Due to being sick when I had otherwise planned to update my resume and apply for a full-time job at my workplace, I missed out on that particular opportunity (I have reason to believe that I would have been in the running for the position, had I applied for it).  Although I can likely make enough money working casually to pay my rent and meet my basic needs, it’s highly unlikely that I’ll earn enough money any time soon to do that and save up the tuition I need for my remaining classes.  Consequently, I seem to have a bit of time on my hands, and I won’t be filling that time up with academic work in the foreseeable future.

So, given that:

  • I’m not working full-time
  • I seem to be able to keep the bills paid at the moment, so I don’t need to go looking for another part-time job (not yet, anyways)
  • I won’t have academic work to worry about (for the first time in too many years),
  • …and there’s a really good chance that even the cat would appreciate it if I got a life, or a hobby, or both, so she could watch the traffic outside in peace

I’ve started to consider the idea that now might be as good of a time as any to develop my “hobbies”.  I’m even entertaining the wild thought of getting into my “arts” (dancing, music, creative writing, visual arts, photography, and experimental programming) and/or teaching yoga more seriously.
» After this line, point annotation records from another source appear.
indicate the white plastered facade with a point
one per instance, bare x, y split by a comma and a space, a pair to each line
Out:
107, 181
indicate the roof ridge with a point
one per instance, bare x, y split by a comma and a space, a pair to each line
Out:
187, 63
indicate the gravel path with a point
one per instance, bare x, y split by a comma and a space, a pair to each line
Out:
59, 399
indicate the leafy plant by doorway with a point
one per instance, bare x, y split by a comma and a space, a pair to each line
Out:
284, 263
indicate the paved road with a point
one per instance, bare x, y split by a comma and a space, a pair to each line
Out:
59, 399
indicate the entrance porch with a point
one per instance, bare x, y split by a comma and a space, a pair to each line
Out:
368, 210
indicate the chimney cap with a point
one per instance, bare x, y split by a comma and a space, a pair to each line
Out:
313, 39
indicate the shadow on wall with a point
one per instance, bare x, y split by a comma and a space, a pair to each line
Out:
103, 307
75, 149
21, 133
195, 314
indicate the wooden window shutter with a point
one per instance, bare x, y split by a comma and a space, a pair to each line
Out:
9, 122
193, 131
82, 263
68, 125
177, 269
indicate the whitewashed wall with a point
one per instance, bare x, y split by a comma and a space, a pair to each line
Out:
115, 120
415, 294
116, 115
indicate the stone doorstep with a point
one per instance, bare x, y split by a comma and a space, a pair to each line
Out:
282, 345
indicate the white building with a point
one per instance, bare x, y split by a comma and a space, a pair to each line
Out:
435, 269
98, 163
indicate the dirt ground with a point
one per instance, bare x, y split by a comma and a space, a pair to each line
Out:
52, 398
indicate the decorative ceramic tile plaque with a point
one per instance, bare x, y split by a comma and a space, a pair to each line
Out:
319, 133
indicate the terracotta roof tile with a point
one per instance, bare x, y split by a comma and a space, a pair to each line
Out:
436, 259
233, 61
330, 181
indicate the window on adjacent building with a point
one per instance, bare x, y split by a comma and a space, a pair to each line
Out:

No shit!
I’m also kind of hoping that when I explore any of the aforementioned options, I might even stumble upon a vocation that makes me happier than academia evidently did (indulging my intellectual ambitions while simultaneously reaching the limits of my sanity and living like a pauper wasn’t nearly as fun – or fulfilling – as comic books and movies made it seem; it turns out Maslow and Marx might have been onto something, while Plato gave me false hope).

So it turns out that when I grow up, I want to be an artist/yoga teacher. I get the last laugh, government/society; you’re never getting your money/investment back, nor will I ever be a role-model for poor kids everywhere that you can “beat the system” while working within it (although I’ll be damned if I don’t teach the economically/socially disadvantaged kids – many of whom also have psychological problems and struggle with addictions – with whom I work in my day job  everything I know about how to survive in it, as a person in the margins).

Once a jaded punk, always a jaded punk, it seems.